新發現的「鬼魂」化石顯示浮游生物能從過去的全球暖化事件中恢復過來

 原文網址：https://www.ucl.ac.uk/news/2022/may/discovery-ghost-fossils-reveals-plankton-resilience-past-global-warming-events

倫敦大學學院、瑞典自然史博物館、佛羅倫斯大學和倫敦自然史博物館組成的國際團隊，發現了一種從古至今幾乎被完全忽略的特殊化石種類。

鬼魂化石(左)以及它們的虛擬翻模(右)。這些化石的長度大約只有5微米，是人類頭髮寬度的15分之1。圖片來源：S.M Slater et al.

這種化石是數百萬年前生活在海裡、稱為鈣板藻的單細胞浮游生物留下的「鬼魂」——一種微小的印痕。發現它們使我們了解氣候變遷對海洋浮游生物會造成什麼樣的影響時，有了不一樣的理解。

鈣板藻在現今的海洋具有很重要的功能：它們提供了我們呼吸的大部分氧氣，支撐海洋的食物網，並且把碳封鎖在海床的沉積物裡面。鈣板藻是一種微小的浮游生物，細胞周圍環繞著堅硬的鈣質薄板，稱為「鈣板」。在岩石裡變成化石的通常就是這些鈣板。

在過去幾段全球暖化事件，紀錄顯示鈣板藻的化石數量有所下降，意味它們會因為氣候變遷與海洋酸化而受到很嚴重的影響。

然而今日發表於期刊《科學》(Science)的研究，表示侏儸紀與白堊紀的三段暖化事件當中(分別發生在9400萬年、1億2000萬年與1億8300萬年前)這種新發現的鬼魂化石紀錄在全球各地都相當多，意味過去發生氣候變遷的時候，鈣板藻的恢復能力比之前認為的還強。

共同作者Paul Bown 是倫敦大學學院地球科學系的教授，他說：「這些鬼魂化石的保存方式真的讓人非常驚訝。雖然鈣板本身已經溶解掉了，但它們壓在其他古代有機物表面的痕跡卻保存了下來。這些鬼魂化石的尺寸非常微小，長度大約只有五千分之一公厘，也就是人類頭髮寬度的十五分之一！但仍然可以清楚看到鈣板原本的細節。」

「這些美麗的鬼魂化石完全是意料之外的發現，」瑞典自然史博物館的Sam Slater博士表示。「最初我們發現它們保存在花粉化石的表面，接著很快就看到一般的鈣板藻化石很少出現或是消失的期間，其實有很多鬼魂化石——這令我們非常訝異！」

雖然鈣板藻非常微小，但在現今的海洋當中它們可能大量出現，形成從太空中看起來像是雲朵一般的藻華。鈣板藻死後它們的鈣質外骨骼會沉到海床，大量堆積之下便形成了白堊這類的岩石。

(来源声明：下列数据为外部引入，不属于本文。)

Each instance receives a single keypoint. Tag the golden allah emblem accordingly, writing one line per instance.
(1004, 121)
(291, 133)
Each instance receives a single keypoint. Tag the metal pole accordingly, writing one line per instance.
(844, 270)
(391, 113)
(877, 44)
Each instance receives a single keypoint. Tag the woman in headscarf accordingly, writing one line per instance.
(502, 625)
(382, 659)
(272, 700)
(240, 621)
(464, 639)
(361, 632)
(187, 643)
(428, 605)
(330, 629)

這些鬼魂化石形成於海床上的沉積物被埋藏並轉變成岩石的過程：隨著上方的泥巴逐漸堆積，壓力也跟著增強，使得鈣板和其他有機物質被擠壓在一塊。堅硬的鈣板會被壓入花粉、孢子和其他較軟的有機物質的表面。之後岩石孔隙中的酸性水體可能會把鈣板溶解，只留下它們的印痕——就像鬼魂一樣。

顯微鏡下，這種浮游生物細胞壁的表層壓進了古代有機物的表面，形成了「鬼魂」般的印痕化石而保存下來(年代為1億8300萬年前)。圖片顯示崩散的細胞壁表層(鈣板球)留在一塊古代有機物碎片表面的印痕(左)。將個別的薄板(鈣板)放大之後，可以看到次微米尺度的構造精巧地保存了下來(右)。藍色圖片是將顏色反轉，以虛擬的方式來翻模化石，也就是原先的立體型態。原本的鈣板受到溶解作用而從沉積物消失，只留下這些鬼魂般的印痕。圖片來源：S.M. Slater, P. Bown et al / Science journal

「古生物學家一般只會尋找鈣板本體的化石，如果都沒有找到的話，他們通常會推測過去這些浮游生物群集瓦解了，」瑞典自然史博物館的教授Vivi Vajda解釋。「這些鬼魂化石顯示化石紀錄有時候會捉弄我們，其實這種鈣質超微浮游生物還能透過其他方法保存下來。當我們試著瞭解它們如何應對過去的氣候變遷，應該要把這種化石考慮進去。」

佛羅倫斯大學的教授Silvia Danise說：「這些鬼魂般的超微化石在化石紀錄可能十分常見，但因為十分微小而且保存的方式相當隱密，使得我們一直以來都對它們視而不見。我們認為這種奇特的化石種類未來十分有用，特別是在研究化石紀錄沒有原本的鈣板的地質時代。」

這篇研究的重點放在侏儸紀早期(1億8300萬年前)一段全球迅速暖化的時期——托阿爾階海洋滅絕事件(Toarcian Oceanic Anoxic Event , T-OAE)，成因為南半球的大型火山活動造成大氣裡的二氧化碳增加。研究人員從英國、德國、日本和紐西蘭發現與T-OAE有關的鬼魂超微化石；此外在其他兩個發生在白堊紀、類似的全球暖化事件中也發現了它們，分別是海洋缺氧事件1a(1億2000萬年前)在瑞典的紀錄以及海洋缺氧事件2(9400萬年前)在義大利的紀錄。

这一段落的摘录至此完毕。